De entrada, Milei deja traslucir una visión del poder imperativa y vertical, salpicada de una profusa metafórica selvática, saturada de insultos y descalificaciones. Como dijo en su acto de cierre de campaña, pronunciado el 6 de septiembre del 2021 en el anfiteatro del Parque Lezama: “Hola a todos, yo soy el león, rugió la bestia en medio de la avenida. La casta corrió sin entender…  Soy el rey y te destrozaré, toda la casta es de mi apetito”. Hay mucho del peor kirchnerismo de 6-7-8, pero ideológicamente invertido, que no ahorra epítetos agraviantes para quienes no piensan como él: “maldita casta política, chorra, parasitaria e inútil”; “el zurderío…  ¡la re contra tienen adentro!”; “la pseudo oposición… de Juntos por el Cargo…... se están cagando en el Congreso… se cagan en la libertad”. Y en junio del año pasado, en el Canal A24, dio rienda suelta a lo más bajo de su cosecha cuando declaró: “no solo les ganamos en lo productivo, somos superiores moralmente, estéticamente, y eso les duele. Los zurdos de mierda están perdiendo la batalla cultural”. La reciente demanda judicial contra algunos periodistas -más allá del hecho puntual que le dio origen- es una advertencia que haríamos mal en subestimar sobre el modo en que respeta la libertad de prensa este peculiar libertario.

No menos grave es la manera en que Milei responde a la intrincada complejidad socio-económica de la actual coyuntura –a través de una lectura drástica y simplista- resumida en su propuesta de dolarización y cierre del Banco Central, que ha sido severamente cuestionada por muchos especialistas.

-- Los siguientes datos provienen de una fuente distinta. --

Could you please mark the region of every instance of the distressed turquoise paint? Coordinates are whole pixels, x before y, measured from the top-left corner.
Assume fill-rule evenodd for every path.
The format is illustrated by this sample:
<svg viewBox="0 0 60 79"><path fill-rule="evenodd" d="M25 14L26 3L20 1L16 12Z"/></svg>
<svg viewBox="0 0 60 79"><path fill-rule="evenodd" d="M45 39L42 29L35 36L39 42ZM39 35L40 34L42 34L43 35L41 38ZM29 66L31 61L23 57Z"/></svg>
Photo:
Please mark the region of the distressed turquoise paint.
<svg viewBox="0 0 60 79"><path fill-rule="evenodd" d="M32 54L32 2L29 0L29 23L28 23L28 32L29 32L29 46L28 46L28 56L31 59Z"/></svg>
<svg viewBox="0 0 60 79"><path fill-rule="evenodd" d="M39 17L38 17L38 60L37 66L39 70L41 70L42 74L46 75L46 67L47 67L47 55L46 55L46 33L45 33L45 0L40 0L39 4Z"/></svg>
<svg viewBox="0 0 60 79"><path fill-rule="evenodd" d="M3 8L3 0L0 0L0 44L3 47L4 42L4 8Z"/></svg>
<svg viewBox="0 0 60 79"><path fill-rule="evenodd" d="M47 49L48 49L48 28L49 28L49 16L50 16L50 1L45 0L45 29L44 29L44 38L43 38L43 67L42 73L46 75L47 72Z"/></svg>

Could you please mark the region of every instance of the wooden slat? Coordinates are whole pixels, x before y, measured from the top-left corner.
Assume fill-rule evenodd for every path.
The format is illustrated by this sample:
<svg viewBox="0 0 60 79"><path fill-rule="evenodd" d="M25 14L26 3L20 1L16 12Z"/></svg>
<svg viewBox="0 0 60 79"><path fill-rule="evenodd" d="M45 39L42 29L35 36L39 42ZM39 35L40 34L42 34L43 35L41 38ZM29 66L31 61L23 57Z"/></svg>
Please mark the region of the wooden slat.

Pero aquí me gustaría subrayar un punto que tal vez no ha sido convenientemente resaltado. Lo haré a través de una odiosa comparación.

El viejo fundador de la UCeDé, el capitán-ingeniero Álvaro Alsogaray, empresario y ex ministro de economía de distintos gobiernos, solía citar en sus alocuciones a Ludwig Erhard (ministro de Economía alemán de Konrad Adenauer y luego canciller) o a Jacques Rueff (ilustre figura en la gestión de la economía francesa durante la Gran Depresión y más tarde asesor del presidente Charles de Gaulle). Tal vez porque concordaba con la misma verdad descubierta amargamente por Sourrouille, aprendió a mirar tanto el lado teórico como el cenagoso costado práctico de toda gestión económica.

Milei, en cambio, ostenta una cabeza formada académicamente, con escasa o nula experiencia en la gestión pública. Y se nota. No deja de ser ilustrativo que en sus intervenciones, al homenajear “las enseñanzas de nuestros gigantes de la libertad”, cite fundamentalmente a teóricos de la economía o a filósofos/as. Entre ellos se destacan: Carl Menger, Eugen von Böhm-Bawerk (que sí fue ministro), Ludwig von Mises, Friedrich Hayek, Murray Rothbard, Milton Friedman (no pasó de ser asesor de varios gobiernos), Ayn Rand, Robert Nozick o Israel Kirzner. Por cierto, al lado de una clase política virtualmente iletrada y mayoritariamente ágrafa, Milei maneja un discurso profesoral que lo posiciona más cerca de la Encyclopedia Britannica, pero sus principales referentes no dejan de ser reconocidos universitarios o escritores/as que nunca se revolcaron en el lodo de la política económica práctica (hasta tal punto llega esa identificación personal, que sus amados perros fueron bautizados con los nombres de pila de sus ídolos: Milton, Murray, etc.). Un famoso apotegma de su querido Rothbard puede darnos la pauta del realismo político de estos faros intelectuales: “las actuales funciones del Estado se dividen en dos: aquellas que es preciso eliminar, y aquellas que es preciso privatizar”.

No sé hasta dónde va a llegar Milei; tampoco sé qué haría él si llegara donde dice que quiere llegar. Estoy un poco más seguro, en cambio, de lo que necesita nuestra sociedad: por un lado, un diálogo democrático amplio (aunque no ingenuo ni laxo), respetuoso entre quienes piensan distinto, orientado a construir un consenso post-populista responsable y consistente; por otro, un/a timonel con experiencia –apoyado/a en estructuras partidarias con efectivos anclajes de poder- para capear la tempestad a través de un conjunto de políticas razonables, equilibradas, sostenibles. La brecha entre lo que requiere el país y lo que ofrece el candidato libertario es lo suficientemente grande como para que no la perdamos de vista.